I know another two stroke oil question. Experimenting with different two stroke oils can be costly at $150/$200 pistons.
Or do some riders mix there two stroke oil themselves by using a synthetic oil with castor oil added? Making your own blend.
Maybe I should call this post two stroke mix for new riders. I didn't mention a ratio mixing cup. I seen many new riders have no clue as to what it is. I seen some mix my eyeing the color of the gas. One lad brought his bike to me that wouldn't start. The crank bearing was so hot and loose the internal flywheel took out the stator. When it finally cooled the bearing was tighter. His gas mix was clear, no oil. Go figure. So every kid that's new to dirtbikes riding our first discussion is about a ratio mixing cup. As he rides up to my house killing every bug for square miles.
They either put little oil in the mix, use any oil that dad has for the lawn mower, or add too much oil.
I'm not perfect we need to educate the youth. They have no one to advise them.
With my 98 Husqvarna 250wr the MSM @ 40-1 was fine. But with the left kickers cast iron sleeves caster is recommended @ 20-1? That's less gas more oil over the 40-1. Less oil in the mix scares me. Gas isn't a lubricant.
With the 40-1 mix I would have awesome compression when the engine was freshly rebuilt but as we ran it, was easier to kick. They lost a little compression. Now my '86 400 wxe had good compression and no piston slap.(orginal) hardly ridden. We rode it with MSM 40-1 mix and ran it hard one day. I noticed it developed a slight piston slap.
At first I didn't know about doing a leak down test. I went through about 3 rebuilds on different brands. At 40-1 there wasn't much oil in the crankcase. No heavy film at all. I started doing leak down testing and found were the PO used a screwdriver and hammer to remove the cylinder leaving a area that caused an air leak. I checked all the mating surfaces for uneven areas. Lightly filed all the burrs. I checked the reed box and parts for flatness with a straight edge too. Now my bad luck changed. My leak test would last almost 20 hours holding the pressure. My huskys ran great on 40-1 once jetted. But the Honda cr125 continued to eat pistons. It passed the leak down test.
We jetted it too. My son ran it really hard. This still had the cast iron sleeve. I'm thinking the orginal ratio was 20-1 also. Again more oil, less gas. We got the huskys to finally stay together. It was a learning process. When ever I asked someone about the mix ratio they would say pick a number. But you need to jet to it. I finally got the Honda to stay together but I'm thinking if I used the 20-1 ratio life would of been better.
Losing compression on a newly refreshed engine during the first wear in process points to not enough oil.
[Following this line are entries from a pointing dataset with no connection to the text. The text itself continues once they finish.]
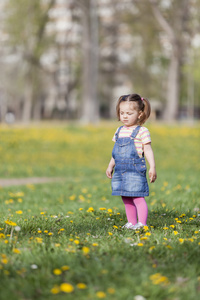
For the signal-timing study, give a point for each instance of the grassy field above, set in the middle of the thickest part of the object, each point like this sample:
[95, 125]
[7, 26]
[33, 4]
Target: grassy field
[64, 240]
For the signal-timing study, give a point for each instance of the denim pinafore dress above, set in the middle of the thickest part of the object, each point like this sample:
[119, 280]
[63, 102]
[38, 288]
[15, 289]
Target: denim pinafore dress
[129, 177]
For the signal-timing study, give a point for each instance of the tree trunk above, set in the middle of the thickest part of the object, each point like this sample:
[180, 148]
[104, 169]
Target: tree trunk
[28, 102]
[173, 88]
[90, 109]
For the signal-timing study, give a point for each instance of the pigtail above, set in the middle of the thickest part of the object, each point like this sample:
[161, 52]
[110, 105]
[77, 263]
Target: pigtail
[143, 106]
[146, 111]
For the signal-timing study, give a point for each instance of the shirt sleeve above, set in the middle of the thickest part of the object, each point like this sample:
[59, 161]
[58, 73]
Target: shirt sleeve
[145, 136]
[113, 139]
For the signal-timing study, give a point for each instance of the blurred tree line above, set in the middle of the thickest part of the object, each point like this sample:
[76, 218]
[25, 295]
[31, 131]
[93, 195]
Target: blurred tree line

What got me thinking is my orginal 84/250wr AC husky. It's got compression like it was just rebuilt. No piston slap. Running 20-1 mix.
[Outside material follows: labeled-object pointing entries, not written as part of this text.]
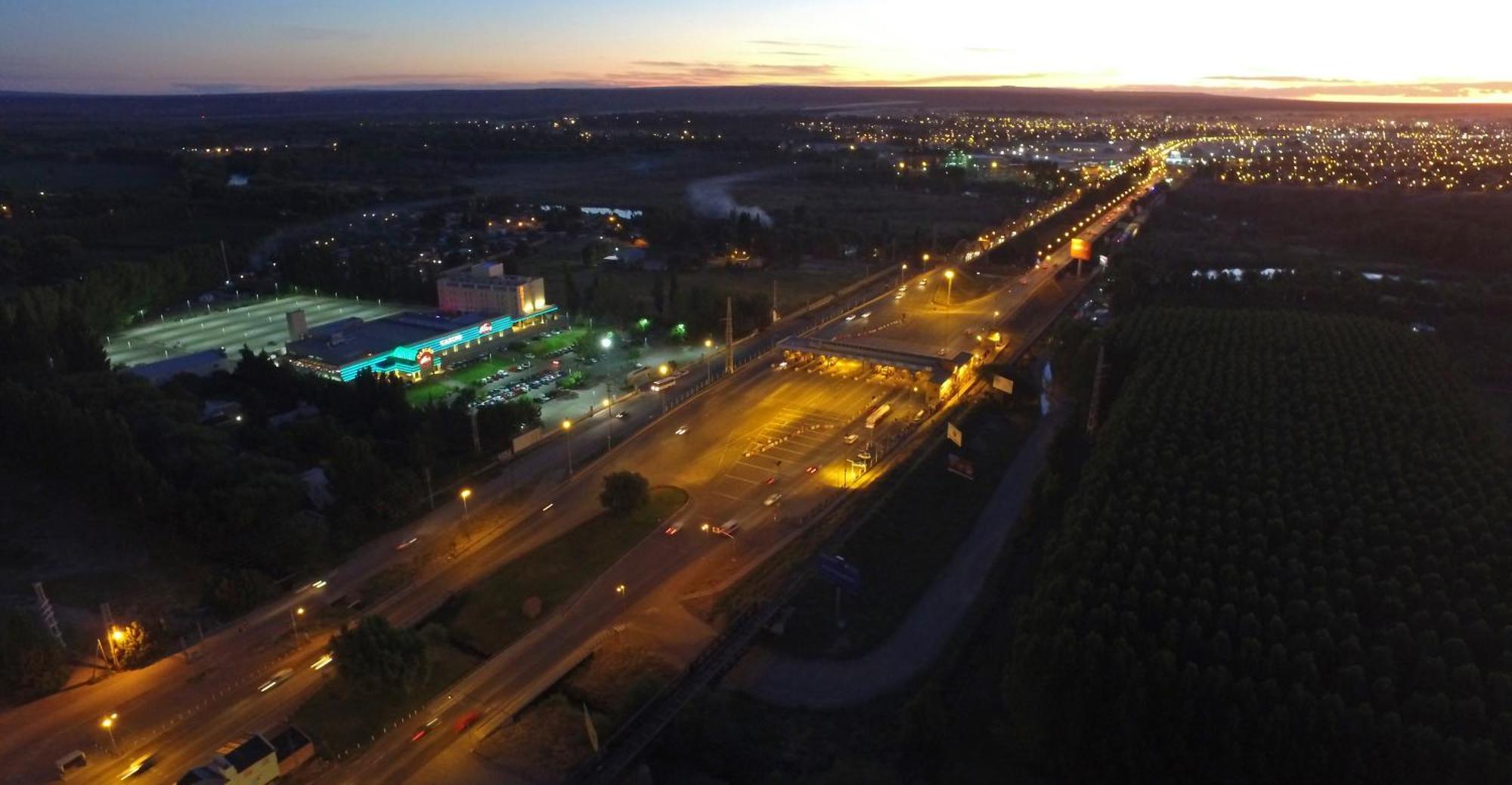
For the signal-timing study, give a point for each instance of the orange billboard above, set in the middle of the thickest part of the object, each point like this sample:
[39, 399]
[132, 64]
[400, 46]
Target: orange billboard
[1080, 249]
Could there be a unwritten rule of thumb with what two stroke oil and what ratio to use in the cast iron ac engines and the nickelsil LQ engines are these two engines that different when it comes to the mix ratio and oil were using. A synthetic/with a castor oil added like maxima 927 for the castiron sleeves at 20-1 and the maxima super M for the nickelsil cylinders?
Unless there's a big difference between the quality and what's in the two stroke oils?
I know another two stroke oil question. Experimenting with different two stroke oils can be costly at $150/$200 pistons.
Or do some riders mix there two stroke oil themselves by using a synthetic oil with castor oil added? Making your own blend.
Maybe I should call this post two stroke mix for new riders. I didn't mention a ratio mixing cup. I seen many new riders have no clue as to what it is. I seen some mix my eyeing the color of the gas. One lad brought his bike to me that wouldn't start. The crank bearing was so hot and loose the internal flywheel took out the stator. When it finally cooled the bearing was tighter. His gas mix was clear, no oil. Go figure. So every kid that's new to dirtbikes riding our first discussion is about a ratio mixing cup. As he rides up to my house killing every bug for square miles.
They either put little oil in the mix, use any oil that dad has for the lawn mower, or add too much oil.
I'm not perfect we need to educate the youth. They have no one to advise them.